If you delve into Deaton and Case's study, you'll find a host of factors involved in the rising mortality rate. Personal and financial stress is a big one, obviously. But they also point to a three-decade rise in disability claims. More and more people say they are too sick to work.

And if you look at the past 15 years, the picture becomes clearer. In 1999, 8 percent of those in their early 50s cited disability as their primary reason for not working. By 2014, it was 11 percent. And the trend line shows no sign of turning downward.

What happens to a society in which subsisting on government disability payments becomes normal? Well, we're getting a taste of it now.

So why not reform the disability insurance system, maybe tighten up some of the criteria, and weed out the usual "waste, fraud and abuse" that we're so fond of blaming?

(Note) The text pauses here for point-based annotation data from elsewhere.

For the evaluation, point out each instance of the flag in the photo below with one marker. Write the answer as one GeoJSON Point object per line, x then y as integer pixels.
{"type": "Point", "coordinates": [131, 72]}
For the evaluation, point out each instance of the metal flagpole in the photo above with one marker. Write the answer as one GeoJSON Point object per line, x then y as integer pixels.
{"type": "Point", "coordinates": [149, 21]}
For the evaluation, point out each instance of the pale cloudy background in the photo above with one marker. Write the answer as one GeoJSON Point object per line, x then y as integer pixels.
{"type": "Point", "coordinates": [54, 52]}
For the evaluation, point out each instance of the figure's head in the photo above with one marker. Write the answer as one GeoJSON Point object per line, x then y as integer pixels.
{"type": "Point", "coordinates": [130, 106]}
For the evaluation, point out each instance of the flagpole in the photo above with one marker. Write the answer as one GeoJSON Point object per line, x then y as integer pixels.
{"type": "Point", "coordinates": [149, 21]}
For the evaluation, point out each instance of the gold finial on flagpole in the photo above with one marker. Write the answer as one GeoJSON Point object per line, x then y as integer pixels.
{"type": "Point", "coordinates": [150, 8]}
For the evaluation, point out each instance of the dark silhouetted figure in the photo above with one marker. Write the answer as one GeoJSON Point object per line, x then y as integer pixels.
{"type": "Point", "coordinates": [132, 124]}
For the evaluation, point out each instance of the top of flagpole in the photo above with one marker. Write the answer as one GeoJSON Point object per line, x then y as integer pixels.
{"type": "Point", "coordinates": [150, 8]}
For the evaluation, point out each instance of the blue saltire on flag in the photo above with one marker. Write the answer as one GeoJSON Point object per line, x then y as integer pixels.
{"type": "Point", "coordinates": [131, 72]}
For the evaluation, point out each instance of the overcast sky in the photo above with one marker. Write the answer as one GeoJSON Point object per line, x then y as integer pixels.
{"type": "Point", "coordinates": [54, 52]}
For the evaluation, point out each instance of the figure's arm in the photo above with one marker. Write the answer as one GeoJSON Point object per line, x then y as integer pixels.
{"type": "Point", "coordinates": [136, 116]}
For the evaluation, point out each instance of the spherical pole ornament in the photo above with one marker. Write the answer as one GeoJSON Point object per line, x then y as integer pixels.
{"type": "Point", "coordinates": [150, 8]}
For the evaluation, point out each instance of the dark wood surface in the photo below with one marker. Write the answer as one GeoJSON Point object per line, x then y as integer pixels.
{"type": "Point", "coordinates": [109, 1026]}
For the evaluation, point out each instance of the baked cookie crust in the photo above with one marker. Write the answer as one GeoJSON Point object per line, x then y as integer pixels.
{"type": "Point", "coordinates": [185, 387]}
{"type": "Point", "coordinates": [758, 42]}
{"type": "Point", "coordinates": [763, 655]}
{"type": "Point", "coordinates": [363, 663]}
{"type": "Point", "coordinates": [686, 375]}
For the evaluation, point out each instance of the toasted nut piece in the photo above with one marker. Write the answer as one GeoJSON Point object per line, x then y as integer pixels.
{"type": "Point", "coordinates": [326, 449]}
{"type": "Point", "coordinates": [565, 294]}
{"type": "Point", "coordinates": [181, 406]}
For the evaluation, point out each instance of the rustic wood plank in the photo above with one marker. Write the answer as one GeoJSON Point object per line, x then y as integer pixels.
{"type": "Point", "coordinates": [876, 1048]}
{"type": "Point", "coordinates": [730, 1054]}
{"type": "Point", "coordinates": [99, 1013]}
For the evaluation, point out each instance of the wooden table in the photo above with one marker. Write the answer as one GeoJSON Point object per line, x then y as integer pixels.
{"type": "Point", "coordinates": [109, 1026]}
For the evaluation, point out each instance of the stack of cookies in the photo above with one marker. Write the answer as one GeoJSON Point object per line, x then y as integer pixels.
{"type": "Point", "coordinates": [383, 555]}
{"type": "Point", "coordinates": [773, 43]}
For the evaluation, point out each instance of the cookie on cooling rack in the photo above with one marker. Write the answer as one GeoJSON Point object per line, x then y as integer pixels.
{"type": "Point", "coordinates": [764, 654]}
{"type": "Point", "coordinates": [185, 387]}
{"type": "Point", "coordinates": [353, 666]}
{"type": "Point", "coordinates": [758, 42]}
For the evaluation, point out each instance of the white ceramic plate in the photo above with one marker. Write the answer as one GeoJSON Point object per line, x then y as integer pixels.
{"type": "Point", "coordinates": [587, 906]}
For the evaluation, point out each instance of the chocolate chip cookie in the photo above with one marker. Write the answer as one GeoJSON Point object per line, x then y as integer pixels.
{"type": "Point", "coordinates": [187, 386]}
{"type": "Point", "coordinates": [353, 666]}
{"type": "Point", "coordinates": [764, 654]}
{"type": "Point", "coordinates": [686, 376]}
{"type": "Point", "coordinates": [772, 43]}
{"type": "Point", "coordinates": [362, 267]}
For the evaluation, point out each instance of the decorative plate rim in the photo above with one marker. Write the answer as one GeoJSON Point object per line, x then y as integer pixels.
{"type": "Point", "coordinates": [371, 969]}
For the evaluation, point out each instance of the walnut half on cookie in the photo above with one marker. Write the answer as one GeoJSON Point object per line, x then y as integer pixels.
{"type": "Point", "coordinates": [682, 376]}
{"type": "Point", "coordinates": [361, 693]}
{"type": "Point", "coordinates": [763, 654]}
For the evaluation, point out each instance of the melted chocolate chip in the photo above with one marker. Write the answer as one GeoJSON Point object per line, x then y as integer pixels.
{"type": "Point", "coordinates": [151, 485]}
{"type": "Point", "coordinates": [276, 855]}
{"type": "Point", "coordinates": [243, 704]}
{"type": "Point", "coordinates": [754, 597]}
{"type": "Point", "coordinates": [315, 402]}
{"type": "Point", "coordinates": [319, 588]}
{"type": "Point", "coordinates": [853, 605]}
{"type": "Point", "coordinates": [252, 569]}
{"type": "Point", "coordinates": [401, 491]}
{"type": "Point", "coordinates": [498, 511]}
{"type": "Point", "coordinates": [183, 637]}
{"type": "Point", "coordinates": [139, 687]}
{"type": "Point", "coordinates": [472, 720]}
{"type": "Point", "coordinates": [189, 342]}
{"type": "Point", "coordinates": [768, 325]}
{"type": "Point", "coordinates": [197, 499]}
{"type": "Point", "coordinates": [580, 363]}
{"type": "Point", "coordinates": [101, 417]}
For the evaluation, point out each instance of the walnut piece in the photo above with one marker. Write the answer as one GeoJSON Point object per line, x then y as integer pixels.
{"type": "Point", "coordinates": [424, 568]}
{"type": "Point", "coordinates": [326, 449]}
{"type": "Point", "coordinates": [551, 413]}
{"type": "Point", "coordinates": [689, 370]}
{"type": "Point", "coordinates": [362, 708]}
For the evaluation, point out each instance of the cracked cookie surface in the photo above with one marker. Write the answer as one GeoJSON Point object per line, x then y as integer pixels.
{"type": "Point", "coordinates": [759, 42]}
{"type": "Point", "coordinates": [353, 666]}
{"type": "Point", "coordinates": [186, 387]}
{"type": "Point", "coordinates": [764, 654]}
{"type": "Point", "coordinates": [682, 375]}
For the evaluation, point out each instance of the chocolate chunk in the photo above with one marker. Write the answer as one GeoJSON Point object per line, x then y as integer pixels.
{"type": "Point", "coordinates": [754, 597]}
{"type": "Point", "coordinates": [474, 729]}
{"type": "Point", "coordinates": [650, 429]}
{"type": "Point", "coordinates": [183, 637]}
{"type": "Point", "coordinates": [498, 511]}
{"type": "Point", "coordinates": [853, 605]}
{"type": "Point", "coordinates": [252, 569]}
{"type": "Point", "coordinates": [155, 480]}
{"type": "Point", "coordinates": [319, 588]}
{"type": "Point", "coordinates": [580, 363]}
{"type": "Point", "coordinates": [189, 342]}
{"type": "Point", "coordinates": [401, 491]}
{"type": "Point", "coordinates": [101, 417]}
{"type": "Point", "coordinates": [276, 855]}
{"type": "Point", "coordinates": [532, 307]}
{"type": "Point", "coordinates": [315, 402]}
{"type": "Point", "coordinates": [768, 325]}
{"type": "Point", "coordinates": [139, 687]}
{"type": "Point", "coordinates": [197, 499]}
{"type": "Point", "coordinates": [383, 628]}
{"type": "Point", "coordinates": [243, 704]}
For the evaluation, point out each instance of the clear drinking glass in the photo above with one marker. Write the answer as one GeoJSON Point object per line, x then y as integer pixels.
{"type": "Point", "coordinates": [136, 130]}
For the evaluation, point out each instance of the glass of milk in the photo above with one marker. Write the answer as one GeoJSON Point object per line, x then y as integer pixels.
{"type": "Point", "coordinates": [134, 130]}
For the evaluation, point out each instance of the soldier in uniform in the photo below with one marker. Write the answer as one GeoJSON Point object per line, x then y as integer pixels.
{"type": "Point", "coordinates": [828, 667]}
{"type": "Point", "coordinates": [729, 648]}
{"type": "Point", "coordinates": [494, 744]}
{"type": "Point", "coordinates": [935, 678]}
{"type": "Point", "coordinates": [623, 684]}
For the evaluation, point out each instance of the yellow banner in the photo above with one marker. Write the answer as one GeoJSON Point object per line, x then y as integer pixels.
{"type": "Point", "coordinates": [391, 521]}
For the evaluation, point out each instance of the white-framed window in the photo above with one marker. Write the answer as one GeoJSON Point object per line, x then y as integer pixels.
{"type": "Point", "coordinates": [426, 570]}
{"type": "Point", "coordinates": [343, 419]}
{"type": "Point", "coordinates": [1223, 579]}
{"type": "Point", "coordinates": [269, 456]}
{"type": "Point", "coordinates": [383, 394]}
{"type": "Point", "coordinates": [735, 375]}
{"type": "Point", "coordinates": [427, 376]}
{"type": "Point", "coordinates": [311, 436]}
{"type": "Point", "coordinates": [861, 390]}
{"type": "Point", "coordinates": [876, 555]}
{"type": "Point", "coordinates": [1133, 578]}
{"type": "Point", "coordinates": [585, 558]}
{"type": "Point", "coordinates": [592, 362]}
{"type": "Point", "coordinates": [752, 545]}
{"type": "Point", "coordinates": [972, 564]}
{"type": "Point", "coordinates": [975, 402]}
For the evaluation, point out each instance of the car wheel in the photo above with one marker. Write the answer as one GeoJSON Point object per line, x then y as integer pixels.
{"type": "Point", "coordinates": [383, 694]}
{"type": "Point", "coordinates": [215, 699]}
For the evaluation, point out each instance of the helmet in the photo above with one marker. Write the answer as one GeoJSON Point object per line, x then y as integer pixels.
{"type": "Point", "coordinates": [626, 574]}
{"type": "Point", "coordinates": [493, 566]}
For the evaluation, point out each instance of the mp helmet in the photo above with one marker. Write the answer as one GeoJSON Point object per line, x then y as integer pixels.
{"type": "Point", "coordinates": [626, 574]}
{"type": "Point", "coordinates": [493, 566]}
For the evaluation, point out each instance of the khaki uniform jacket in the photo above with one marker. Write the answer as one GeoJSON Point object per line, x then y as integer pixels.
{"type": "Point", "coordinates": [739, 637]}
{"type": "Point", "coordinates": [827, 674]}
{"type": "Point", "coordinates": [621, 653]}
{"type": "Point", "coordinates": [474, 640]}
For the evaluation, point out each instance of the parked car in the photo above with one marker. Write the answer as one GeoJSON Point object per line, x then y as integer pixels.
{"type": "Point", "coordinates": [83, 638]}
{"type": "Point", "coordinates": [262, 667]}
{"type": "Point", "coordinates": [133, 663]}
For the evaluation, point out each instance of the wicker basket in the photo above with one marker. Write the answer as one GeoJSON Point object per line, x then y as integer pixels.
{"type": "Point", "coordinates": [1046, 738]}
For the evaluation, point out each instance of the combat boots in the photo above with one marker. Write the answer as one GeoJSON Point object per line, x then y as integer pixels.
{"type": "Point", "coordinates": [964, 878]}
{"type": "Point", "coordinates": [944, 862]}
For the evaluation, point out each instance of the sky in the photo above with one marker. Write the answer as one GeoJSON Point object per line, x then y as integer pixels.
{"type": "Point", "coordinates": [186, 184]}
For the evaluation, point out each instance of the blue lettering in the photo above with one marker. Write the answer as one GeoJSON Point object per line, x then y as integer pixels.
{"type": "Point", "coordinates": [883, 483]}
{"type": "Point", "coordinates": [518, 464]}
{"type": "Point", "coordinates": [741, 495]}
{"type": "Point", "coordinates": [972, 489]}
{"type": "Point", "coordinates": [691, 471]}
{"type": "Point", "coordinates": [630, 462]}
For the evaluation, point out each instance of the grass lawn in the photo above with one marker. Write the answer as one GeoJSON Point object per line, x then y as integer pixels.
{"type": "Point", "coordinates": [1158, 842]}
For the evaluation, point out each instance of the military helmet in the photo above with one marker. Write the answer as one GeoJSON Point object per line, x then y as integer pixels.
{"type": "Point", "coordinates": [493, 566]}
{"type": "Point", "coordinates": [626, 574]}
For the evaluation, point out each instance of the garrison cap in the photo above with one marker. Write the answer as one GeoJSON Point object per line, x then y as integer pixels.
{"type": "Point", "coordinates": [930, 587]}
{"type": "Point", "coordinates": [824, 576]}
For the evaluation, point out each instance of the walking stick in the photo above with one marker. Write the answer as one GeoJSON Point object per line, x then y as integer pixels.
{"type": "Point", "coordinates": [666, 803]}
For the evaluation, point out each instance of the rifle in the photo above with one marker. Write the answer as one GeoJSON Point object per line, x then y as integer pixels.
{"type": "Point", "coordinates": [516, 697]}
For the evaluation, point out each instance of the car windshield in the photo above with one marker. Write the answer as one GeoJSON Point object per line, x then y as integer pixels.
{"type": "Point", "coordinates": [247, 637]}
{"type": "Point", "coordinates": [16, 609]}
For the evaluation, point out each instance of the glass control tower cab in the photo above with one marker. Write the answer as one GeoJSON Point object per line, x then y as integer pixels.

Because the problem isn't just a government program or even the welfare state; it's a profound shift in the culture and the whole global economy.

A high school diploma is worthless, and many college degrees are headed that direction. Family disintegration remains widespread. Religion, once a source of community support, continues to wane as more Americans identify themselves as "spiritual but not religious." And pop culture is a wasteland. Nihilism is in the very air we breathe.

When you have nothing to believe in but yourself, and you're life is a misery, then it's hardly surprising that many men — unemployed, childless, aimless — turn to booze, drugs, video games, porn or whatever else dulls the pain.

Our problem isn't just a lack of meaningful work. It's the lack of meaning, period. Does anyone really think overhauling the tax code or expanding the welfare state can fix that?

Joel Mathis: No, Barack Obama isn't responsible for the rising death rate among middle-aged whites. But Ronald Reagan might be.

It was under Reagan, after all, that a staggering rise in income inequality among Americans became more pronounced and stayed that way. Simply put: For more than 30 years, the rich among us have been getting richer while the rest of us have been treading water, financially. That widening gap can be attributed, in large part, to a series of Republican-led policy innovations since the Gipper, including massive tax cuts for the rich and laws that make it more difficult for unions to organize and represent the interests of workers.

Now, the standard Republican response when Democrats mention this is to accuse Democrats of "envy" or of perpetrating "class warfare." What they ignore, though, is that inequality isn't just a source of jealousy — it has tangible effects on public health.

In March, for example, the New York Times reported on a University of Wisconsin study which showed that people were more likely to die before the age of 75 in counties where income inequality is more pronounced.

"The researchers think that places where wealthy residents can essentially buy their way out of social services may have less cohesion and investment in things like education and public health that we know affect life span," the Times reported. "There is also literature suggesting that it's stressful to live among people who are wealthier than you. That stress may translate into mental health problems or cardiac disease for lower-income residents of unequal places."

So policy affects income inequality. Income inequality then turns around and affects policy. (If rich people don't need that public hospital, it's less likely to get built.) And policy affects lifespans. In the meantime, the rich blame the poor for being poor — or for living lives that lack "meaning" — and get off the hook for creating a world that's more difficult for the rest of us to live in.

It's tougher than ever to get ahead in America. If the strain affects our health, is that really any big surprise?